Wilson’s vision of a new world order


Wilson, WoodrowWoodrow Wilson.Encyclopædia Britannica, Inc.

In one of the most ambitious rhetorical efforts in modern history, President Wilson attempted to rally the people of the world in a movement for a peace settlement that would remove the causes of future wars and establish machinery to maintain peace. In an address to the Senate on January 22, 1917, he called for a “peace without victory” to be enforced by a league of nations that the United States would join and strongly support. He reiterated this program in his war message, adding that the United States wanted above all else to “make the world safe for democracy.” And when he failed to persuade the British and French leaders to join him in issuing a common statement of war aims, he went to Congress on January 8, 1918, to make, in his Fourteen Points address, his definitive avowal to the American people and the world.

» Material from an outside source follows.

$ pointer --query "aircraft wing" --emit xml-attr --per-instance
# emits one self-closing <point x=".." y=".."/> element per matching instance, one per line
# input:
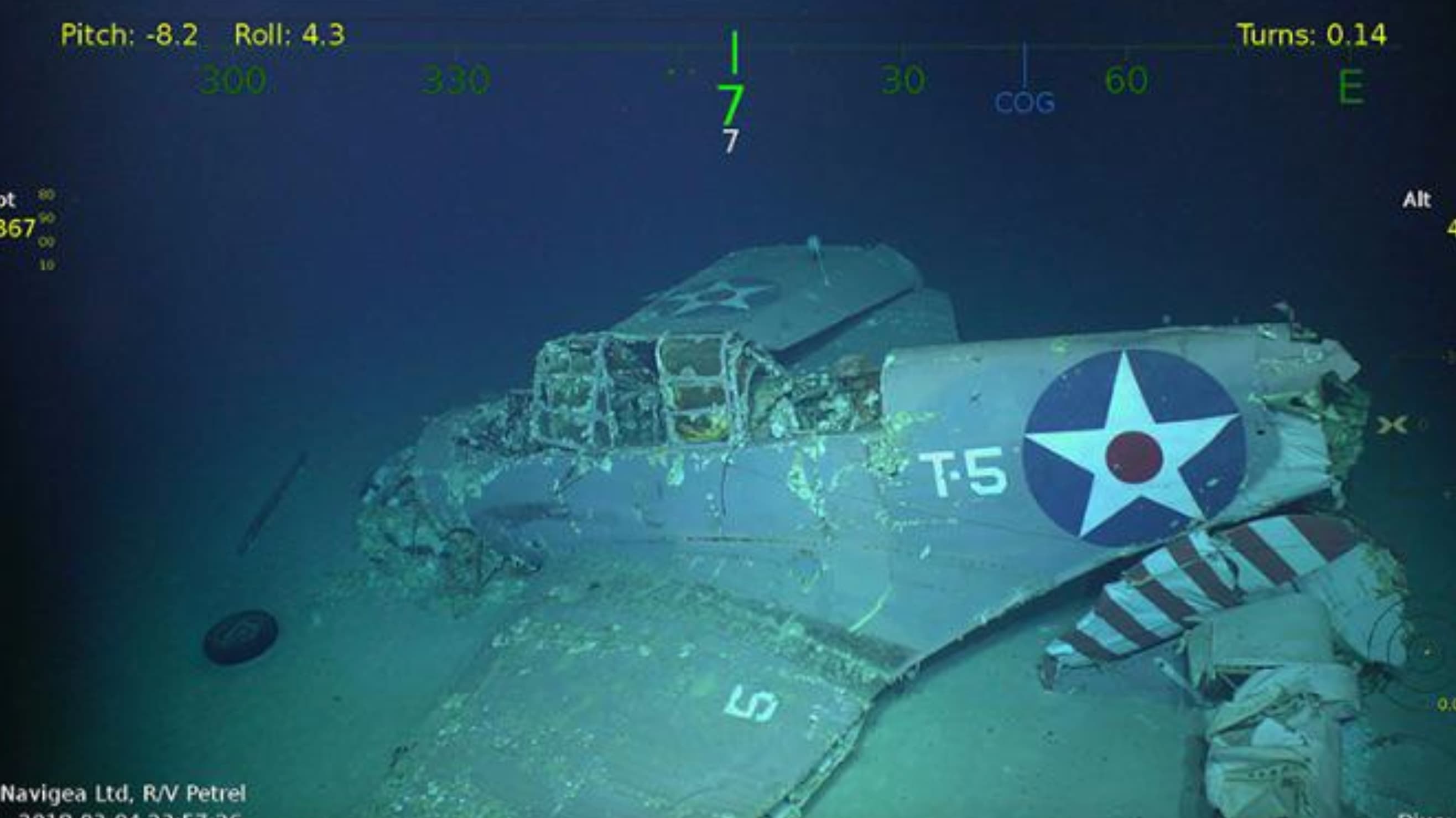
<point x="708" y="625"/>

In his general points Wilson demanded an end to the old diplomacy that had led to wars in the past. He proposed open diplomacy instead of entangling alliances, and he called for freedom of the seas, an impartial settlement of colonial claims, general disarmament, removal of artificial trade barriers, and, most important, a league of nations to promote peace and protect the territorial integrity and independence of its members. On specific issues he demanded, among other things, the restoration of a Belgium ravaged by the Germans; sympathetic treatment of the Russians, then involved in a civil war; establishment of an independent Poland; the return of Alsace-Lorraine to France; and autonomy or self-determination for the subject peoples of the Austro-Hungarian and Ottoman empires. A breathtaking pronouncement, the Fourteen Points gave new hope to millions of liberals and moderate socialists who were fighting for a new international order based upon peace and justice.